Entre 2009 y 2011 sólo se ejecutó el 23,47% de lo destinado a equipamiento hospitalario. Pero la gestión macrista no es solo criticada por subejecutar el presupuesto, sino también por la informalidad laboral y la falta de equipamiento.
A fines de noviembre del año pasado, la legislatura porteña le aprobó al gobierno del PRO un gasto de 32.500 millones de pesos para 2012.
A principios del mes de julio del corriente año, Mauricio Macri hizo que sus legisladores y algunos aliados le ampliaran en 3.348 millones de pesos la autorización obtenida seis meses antes.
Con 35.848 millones de pesos, la Ciudad de Buenos Aires tiene el tercer Presupuesto de la Argentina.
Una de las excusas del gobierno del PRO para obtener la ampliación, fue que 1.646 millones de pesos se destinarían a gastos de personal, incluyendo aportes a la Carrera de Médico Hospitalaria y a reajuste en gastos en insumos hospitalarios.
En el aumento de gasto obtenido en julio, la recolección de basura fue el rubro estrella, mientras que lo destinado a salud, inocuo.
Antes de la ampliación presupuestaria, la partida destinada en el 2012 al Ministerio de Salud representaba el 20,48% del presupuesto anual.
Es el mínimo desde el año 2000. El promedio para los 13 años anteriores fue del 24 por ciento. El máximo se alcanzó en 2002 con 28,79 por ciento.
El presupuesto es el programa de un gobierno. Su ejecución es el compromiso de los gobernantes con ese programa.
Las auditorias realizadas en 12 establecimientos hospitalarios por el Organismo de control de la Ciudad Autónoma, muestran que el presupuesto destinado a infraestructura hospitalaria en el período 2009-2011, tuvo una ejecución del 84,54% sobre el crédito vigente.
En cuanto al equipamiento hospitalario, las inspecciones comprobaron que en ese rubro se ejecutó el 23,47% durante el período 2009/2011.
Según fuentes de la Auditoria General de la Ciudad, la falta de quirófanos, salas y consultorios “dificultan la asignación de turnos en un tiempo prudencial y extienden los turnos en cirugías programadas hasta casos que exceden el año de espera”.

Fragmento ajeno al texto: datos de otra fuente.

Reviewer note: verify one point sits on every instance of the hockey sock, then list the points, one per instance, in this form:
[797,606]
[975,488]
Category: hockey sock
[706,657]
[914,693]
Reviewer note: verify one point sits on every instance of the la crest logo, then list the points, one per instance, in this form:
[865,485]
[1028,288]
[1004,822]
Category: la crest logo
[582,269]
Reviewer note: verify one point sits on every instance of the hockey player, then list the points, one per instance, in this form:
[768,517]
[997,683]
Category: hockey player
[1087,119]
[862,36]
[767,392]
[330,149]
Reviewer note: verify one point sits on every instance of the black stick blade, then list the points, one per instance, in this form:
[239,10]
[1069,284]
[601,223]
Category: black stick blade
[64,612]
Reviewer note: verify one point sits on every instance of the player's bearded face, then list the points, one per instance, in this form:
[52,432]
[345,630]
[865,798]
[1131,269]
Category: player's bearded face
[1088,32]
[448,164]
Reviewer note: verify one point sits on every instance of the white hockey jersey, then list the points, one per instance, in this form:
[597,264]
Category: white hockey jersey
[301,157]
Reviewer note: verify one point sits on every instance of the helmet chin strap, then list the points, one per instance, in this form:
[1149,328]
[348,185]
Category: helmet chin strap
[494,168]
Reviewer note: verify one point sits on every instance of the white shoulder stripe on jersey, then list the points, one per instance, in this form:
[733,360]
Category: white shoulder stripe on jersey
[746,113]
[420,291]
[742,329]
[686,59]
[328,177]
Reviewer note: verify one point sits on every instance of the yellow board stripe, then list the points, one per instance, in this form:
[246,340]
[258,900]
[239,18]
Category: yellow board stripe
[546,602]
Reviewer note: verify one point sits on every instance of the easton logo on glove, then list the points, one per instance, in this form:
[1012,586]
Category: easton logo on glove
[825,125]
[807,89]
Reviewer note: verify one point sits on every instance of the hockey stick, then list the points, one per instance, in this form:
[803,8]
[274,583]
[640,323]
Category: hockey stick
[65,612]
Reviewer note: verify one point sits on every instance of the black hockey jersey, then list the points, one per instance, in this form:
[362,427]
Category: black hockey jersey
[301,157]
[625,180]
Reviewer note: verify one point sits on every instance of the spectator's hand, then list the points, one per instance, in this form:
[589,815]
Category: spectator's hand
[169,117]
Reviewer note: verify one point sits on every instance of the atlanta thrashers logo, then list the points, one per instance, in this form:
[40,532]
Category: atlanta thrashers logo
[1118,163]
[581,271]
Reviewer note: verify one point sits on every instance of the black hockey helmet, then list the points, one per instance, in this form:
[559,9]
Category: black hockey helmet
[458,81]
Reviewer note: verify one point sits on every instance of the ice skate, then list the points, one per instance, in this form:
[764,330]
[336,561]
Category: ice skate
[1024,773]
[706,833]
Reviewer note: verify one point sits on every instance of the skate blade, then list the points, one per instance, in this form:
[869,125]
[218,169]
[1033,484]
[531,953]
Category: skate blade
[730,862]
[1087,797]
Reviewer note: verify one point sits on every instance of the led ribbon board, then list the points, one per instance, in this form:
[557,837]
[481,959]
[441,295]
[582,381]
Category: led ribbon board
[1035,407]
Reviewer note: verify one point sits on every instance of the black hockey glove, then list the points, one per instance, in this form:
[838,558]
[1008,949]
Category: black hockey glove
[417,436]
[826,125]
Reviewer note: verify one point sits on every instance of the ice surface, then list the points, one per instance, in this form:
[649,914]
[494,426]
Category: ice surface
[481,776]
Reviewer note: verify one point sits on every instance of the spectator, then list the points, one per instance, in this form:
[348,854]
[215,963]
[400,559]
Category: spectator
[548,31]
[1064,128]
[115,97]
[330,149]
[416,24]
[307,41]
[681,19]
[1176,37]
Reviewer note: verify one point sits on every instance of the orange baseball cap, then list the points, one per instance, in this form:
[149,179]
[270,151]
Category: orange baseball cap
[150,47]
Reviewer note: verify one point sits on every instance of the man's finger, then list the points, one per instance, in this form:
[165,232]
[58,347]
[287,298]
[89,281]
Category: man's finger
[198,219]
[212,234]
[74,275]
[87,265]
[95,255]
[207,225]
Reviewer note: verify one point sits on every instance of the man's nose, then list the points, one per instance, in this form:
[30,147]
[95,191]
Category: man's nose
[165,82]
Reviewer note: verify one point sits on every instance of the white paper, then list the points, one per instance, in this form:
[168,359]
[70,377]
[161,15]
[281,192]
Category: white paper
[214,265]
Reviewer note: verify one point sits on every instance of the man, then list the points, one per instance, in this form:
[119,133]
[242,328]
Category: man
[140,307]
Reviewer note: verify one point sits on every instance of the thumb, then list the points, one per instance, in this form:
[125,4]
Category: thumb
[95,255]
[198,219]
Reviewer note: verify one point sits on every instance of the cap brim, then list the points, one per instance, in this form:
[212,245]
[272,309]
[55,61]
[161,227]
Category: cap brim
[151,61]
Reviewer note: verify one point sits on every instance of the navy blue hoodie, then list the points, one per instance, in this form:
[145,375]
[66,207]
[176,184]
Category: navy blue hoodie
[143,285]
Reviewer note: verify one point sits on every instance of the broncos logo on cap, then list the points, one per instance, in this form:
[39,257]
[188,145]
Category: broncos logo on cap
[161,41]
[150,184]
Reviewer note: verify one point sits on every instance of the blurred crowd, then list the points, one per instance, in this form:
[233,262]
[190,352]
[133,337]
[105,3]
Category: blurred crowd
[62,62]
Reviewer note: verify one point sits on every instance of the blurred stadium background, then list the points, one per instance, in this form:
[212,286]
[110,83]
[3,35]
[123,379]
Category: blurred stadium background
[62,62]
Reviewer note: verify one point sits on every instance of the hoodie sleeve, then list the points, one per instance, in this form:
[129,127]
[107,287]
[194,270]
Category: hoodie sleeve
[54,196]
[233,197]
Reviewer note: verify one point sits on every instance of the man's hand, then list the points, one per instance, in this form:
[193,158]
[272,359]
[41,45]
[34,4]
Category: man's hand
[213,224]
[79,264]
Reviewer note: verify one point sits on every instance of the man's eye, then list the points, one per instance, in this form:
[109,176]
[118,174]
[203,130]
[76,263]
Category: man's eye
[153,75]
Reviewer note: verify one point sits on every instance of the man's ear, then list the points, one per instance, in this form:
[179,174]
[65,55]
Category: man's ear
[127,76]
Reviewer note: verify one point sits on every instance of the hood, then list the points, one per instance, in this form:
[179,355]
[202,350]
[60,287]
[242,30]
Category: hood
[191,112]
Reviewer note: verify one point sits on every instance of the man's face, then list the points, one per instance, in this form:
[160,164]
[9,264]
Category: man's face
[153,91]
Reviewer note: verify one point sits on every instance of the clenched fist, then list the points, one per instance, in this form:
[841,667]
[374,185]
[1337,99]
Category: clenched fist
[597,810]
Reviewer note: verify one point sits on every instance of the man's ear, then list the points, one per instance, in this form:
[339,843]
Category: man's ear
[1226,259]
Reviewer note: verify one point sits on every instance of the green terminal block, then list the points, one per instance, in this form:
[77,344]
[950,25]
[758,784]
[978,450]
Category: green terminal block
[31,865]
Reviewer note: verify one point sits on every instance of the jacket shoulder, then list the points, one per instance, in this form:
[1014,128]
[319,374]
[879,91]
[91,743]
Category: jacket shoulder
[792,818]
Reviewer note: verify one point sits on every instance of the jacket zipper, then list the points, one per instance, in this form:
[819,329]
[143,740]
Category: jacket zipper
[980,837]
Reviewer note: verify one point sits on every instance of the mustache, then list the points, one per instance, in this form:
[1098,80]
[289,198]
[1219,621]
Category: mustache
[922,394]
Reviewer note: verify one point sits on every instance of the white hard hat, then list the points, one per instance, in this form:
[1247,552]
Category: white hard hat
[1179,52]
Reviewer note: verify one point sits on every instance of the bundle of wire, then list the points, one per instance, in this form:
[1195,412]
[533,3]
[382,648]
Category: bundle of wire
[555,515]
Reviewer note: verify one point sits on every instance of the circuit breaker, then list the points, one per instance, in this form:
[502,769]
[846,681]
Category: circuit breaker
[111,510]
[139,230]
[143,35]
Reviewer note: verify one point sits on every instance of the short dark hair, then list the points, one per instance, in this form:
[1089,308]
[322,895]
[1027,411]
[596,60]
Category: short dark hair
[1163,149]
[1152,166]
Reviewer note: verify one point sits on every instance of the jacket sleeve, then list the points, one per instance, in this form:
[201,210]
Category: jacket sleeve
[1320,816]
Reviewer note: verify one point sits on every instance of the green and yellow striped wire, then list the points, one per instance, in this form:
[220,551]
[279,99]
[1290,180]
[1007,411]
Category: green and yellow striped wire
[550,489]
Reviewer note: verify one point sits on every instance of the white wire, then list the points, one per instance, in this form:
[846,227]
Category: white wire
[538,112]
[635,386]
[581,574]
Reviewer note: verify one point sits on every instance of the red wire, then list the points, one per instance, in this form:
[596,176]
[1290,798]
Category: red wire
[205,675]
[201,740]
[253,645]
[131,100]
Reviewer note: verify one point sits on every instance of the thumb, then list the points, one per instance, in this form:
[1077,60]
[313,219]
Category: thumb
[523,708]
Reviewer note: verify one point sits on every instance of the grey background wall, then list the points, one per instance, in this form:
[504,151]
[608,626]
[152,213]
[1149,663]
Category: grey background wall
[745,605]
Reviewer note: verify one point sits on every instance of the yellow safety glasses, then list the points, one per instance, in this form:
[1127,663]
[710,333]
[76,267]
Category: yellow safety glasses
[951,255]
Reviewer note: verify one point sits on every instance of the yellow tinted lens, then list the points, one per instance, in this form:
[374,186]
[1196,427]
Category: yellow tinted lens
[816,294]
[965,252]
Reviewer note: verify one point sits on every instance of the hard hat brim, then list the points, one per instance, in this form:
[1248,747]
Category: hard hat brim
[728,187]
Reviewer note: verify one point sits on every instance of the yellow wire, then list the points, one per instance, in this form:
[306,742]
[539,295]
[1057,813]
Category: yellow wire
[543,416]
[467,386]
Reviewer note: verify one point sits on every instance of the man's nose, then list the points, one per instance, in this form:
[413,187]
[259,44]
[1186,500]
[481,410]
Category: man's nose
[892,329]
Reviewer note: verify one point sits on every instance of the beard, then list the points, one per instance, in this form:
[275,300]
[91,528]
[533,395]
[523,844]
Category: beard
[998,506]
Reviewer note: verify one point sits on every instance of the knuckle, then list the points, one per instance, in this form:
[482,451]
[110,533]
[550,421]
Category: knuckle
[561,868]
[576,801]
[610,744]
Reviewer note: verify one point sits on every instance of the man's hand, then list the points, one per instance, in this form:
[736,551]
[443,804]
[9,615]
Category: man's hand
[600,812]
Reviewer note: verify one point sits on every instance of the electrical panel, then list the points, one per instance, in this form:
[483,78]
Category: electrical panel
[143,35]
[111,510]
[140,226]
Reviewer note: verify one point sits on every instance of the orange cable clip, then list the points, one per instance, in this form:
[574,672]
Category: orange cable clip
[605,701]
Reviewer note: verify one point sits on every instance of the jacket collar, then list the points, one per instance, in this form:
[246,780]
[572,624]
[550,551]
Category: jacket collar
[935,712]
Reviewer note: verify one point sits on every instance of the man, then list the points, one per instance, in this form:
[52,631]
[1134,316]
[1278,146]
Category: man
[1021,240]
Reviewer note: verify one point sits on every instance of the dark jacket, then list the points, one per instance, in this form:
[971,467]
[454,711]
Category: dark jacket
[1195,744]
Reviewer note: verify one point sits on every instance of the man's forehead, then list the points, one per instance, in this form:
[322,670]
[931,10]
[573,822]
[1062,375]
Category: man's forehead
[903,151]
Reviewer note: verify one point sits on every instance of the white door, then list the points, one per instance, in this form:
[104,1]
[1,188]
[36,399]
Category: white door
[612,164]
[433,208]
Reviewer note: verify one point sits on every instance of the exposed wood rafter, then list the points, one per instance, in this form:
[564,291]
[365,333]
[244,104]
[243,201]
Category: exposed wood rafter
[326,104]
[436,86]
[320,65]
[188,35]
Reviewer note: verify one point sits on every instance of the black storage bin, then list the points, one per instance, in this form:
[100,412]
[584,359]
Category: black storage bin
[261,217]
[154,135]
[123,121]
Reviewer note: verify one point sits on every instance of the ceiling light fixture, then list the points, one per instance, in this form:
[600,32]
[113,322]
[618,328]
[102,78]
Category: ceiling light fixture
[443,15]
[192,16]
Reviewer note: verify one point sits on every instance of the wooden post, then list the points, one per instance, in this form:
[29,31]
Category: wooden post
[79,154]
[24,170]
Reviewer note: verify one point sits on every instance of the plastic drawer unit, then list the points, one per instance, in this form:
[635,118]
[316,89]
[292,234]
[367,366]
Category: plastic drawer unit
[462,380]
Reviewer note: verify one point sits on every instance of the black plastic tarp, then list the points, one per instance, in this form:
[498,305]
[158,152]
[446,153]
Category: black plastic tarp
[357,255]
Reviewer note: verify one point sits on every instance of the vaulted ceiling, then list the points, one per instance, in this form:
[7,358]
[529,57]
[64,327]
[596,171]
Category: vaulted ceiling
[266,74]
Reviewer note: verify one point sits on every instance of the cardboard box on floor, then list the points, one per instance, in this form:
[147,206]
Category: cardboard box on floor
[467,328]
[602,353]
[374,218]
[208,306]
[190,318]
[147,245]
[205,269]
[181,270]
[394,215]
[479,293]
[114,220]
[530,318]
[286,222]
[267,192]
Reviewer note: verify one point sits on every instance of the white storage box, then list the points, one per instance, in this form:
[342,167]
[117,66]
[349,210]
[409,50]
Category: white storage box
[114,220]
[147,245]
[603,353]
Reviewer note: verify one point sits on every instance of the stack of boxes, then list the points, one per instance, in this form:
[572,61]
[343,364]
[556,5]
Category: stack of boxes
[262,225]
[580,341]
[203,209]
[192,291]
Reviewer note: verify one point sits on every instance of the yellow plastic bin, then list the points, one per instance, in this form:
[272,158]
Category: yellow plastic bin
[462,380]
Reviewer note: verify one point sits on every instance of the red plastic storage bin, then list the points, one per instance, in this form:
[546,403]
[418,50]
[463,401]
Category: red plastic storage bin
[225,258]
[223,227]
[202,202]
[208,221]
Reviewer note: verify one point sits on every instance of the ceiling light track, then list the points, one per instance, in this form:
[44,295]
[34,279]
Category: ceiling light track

La AGC sostiene además que “en todos los efectores se identifican falencias estructurales y de infraestructura graves”. El abandono se registra en la falta de salidas de emergencia y en “problemas de quirófano y deficiencias de mantenimiento en general”.
Las fallas encontradas “implican falta de seguridad e higiene tanto para los trabajadores del sistema de salud como para los pacientes”, dice el informe del Organismo.
Expertos en gestión de salud recuerdan que el reelecto Jefe de Gobierno proclamaba en el 2008 que eran necesarios 150 millones de pesos para equipar a los hospitales. Para el trienio 2009/2011, los fondos disponibles ascendieron a 300 millones, de los cuales ejecutó solamente 70.
La Auditoria comprobó que en los establecimientos hospitalarios inspeccionados, “son manifiestos los problemas que se registran en cuanto a mantenimiento, obsolescencia e insuficiencia del equipamiento”.
Por otra parte, la gestión de los recursos humanos dedicados a la prestación del servicio de salud pública también falla
Existe un alto grado de informalidad en las estructuras organizativas: “En todos los efectores hay problemas con los nombramientos y las estructuras”, afirman los auditores.
La designación de responsables en el sistema hospitalario “sin el correspondiente nombramiento”, genera problemas. “Hay retrasos en la realización de los concursos”, sostiene la Auditoria, por lo que la efectivización se traduce en que “aquellos que son designados desistan del puesto”.
La política de personal en el área de la salud del Pro es funcional a organizaciones destinadas a gerenciar servicios de terceros antes que a hacerse cargo de la salud pública. “Es notoria la falta de personal de enfermería y anestesiología en la gran mayoría de los efectores”, sostiene la Auditoria.
El déficit de personal especializado, “provoca que se produzcan retrasos en la asignación de turnos para cirugías programadas”, advierten los informes.
Entre el funcionamiento eficiente de los hospitales públicos y la subcontratación a privados del servicio de salud, el gobierno de Macri ha optado por una política de personal que va en dirección a la segunda alternativa.
Para el período 2008-2012 el gobierno del PRO aumentó 100% el número de empleados asignados a autoridades superiores, planta de gabinete y carrera gerencial.
En cambio, la planta permanente, así como la carrera profesional hospitalaria y el personal docente, crecieron solamente un 10 %, dicen los auditores.